O assassinato de Floyd repercutiu em todo o mundo e em diversas áreas da sociedade americana. E acabou fazendo as empresas – finalmente – saírem de cima do muro. Agora, quem não diz nada compactua, endossa. Se você ou sua organização são contra o que aconteceu, devem se manifestar. Não basta não ser racista. É preciso ser antirracista.

Muito tem se falado sobre diversidade e inclusão, nas empresas e fora delas. Mas como saber se é só uma narrativa marqueteira ou se aquela organização realmente promove ações de inclusão e diversidade? Costumo ter uma resposta para isso quando sou chamado para uma reunião corporativa e membros da diretoria me mostram dados satisfatórios da porcentagem de negros empregados naquele lugar. Pergunto: “por que então nenhum deles está aqui, participando desta reunião?”.

Em 2020, apenas quatro das 500 maiores empresas americanas tinham um diretor-executivo negro.
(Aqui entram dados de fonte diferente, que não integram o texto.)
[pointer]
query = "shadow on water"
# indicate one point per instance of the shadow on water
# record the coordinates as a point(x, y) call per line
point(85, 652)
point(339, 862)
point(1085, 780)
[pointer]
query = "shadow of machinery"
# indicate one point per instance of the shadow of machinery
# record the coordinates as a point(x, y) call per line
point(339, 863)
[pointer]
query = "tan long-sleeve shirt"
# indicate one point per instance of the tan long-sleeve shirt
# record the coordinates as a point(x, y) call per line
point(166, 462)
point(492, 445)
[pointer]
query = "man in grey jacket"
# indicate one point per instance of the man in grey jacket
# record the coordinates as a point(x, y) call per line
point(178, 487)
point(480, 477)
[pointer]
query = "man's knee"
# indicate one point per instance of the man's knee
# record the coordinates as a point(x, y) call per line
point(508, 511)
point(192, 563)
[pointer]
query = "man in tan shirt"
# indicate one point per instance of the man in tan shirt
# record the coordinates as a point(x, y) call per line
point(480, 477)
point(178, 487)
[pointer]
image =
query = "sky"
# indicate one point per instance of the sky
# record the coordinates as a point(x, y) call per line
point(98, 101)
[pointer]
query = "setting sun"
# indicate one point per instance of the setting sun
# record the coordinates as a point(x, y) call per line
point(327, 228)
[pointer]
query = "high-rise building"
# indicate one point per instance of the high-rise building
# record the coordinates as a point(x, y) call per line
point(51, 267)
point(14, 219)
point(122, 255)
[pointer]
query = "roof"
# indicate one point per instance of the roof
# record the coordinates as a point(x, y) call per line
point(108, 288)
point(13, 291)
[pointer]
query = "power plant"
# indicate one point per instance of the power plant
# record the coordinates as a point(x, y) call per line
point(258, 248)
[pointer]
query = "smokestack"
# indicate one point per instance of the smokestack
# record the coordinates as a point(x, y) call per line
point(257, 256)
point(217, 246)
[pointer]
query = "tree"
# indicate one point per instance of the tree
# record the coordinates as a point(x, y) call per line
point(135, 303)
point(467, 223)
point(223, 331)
Esse dado fala mais do que mil anúncios de medidas e doações ou campanhas de comunicação interna e RH. No Brasil, menos de 6% dos fundadores de startups são negros. Conta-se em uma mão ou no máximo duas quantas mulheres negras têm assento no conselho de uma grande organização. Esses números são reflexo de séculos de racismo estrutural.

## Resposta sistêmica
A exceção precisa parar de confirmar a regra. Quando os Estados Unidos elegeram um presidente negro, em 2008, o símbolo dessa mudança foi enorme, mas a continuidade disso precisa ser maior ainda. Esse é um fenômeno replicado no mundo empresarial. Um CEO negro não pode ser um escudo para mudanças mais profundas. A liderança negra deve ser “cascateada” e horizontalizada.
A sociedade não aguenta mais essa violência sistêmica, alimentada pelos racismos estrutural, institucional e individual, “amenizados” por doações e ações pontuais. O problema é sistêmico e a resposta também precisa ser. Para isso, as empresas precisarão sair de sua zona de conforto e promover mudanças. Aqui vão algumas ações práticas que costumo implantar nas empresas em que atuo:

### Inclusão e mentoria
Mais do que contratar negros e negras, é necessário preparar a empresa para recebê-los e acolhê-los. Trata-se de oferecer uma estrutura para que essas pessoas não sejam expelidas da organização em pouco tempo por não se sentirem inseridas naquele lugar, como se não pertencessem ou não merecessem estar ali. Um programa consistente de onboarding, mentorias, colegas designados para apresentá-los e acompanhá-los, tempo de aclimatação são algumas das medidas. Não basta mostrar as instalações físicas e a equipe de trabalho, é preciso ajudar os novos contratados a conhecer a cultura da empresa – é o conhecimento tácito que garante o pertencimento.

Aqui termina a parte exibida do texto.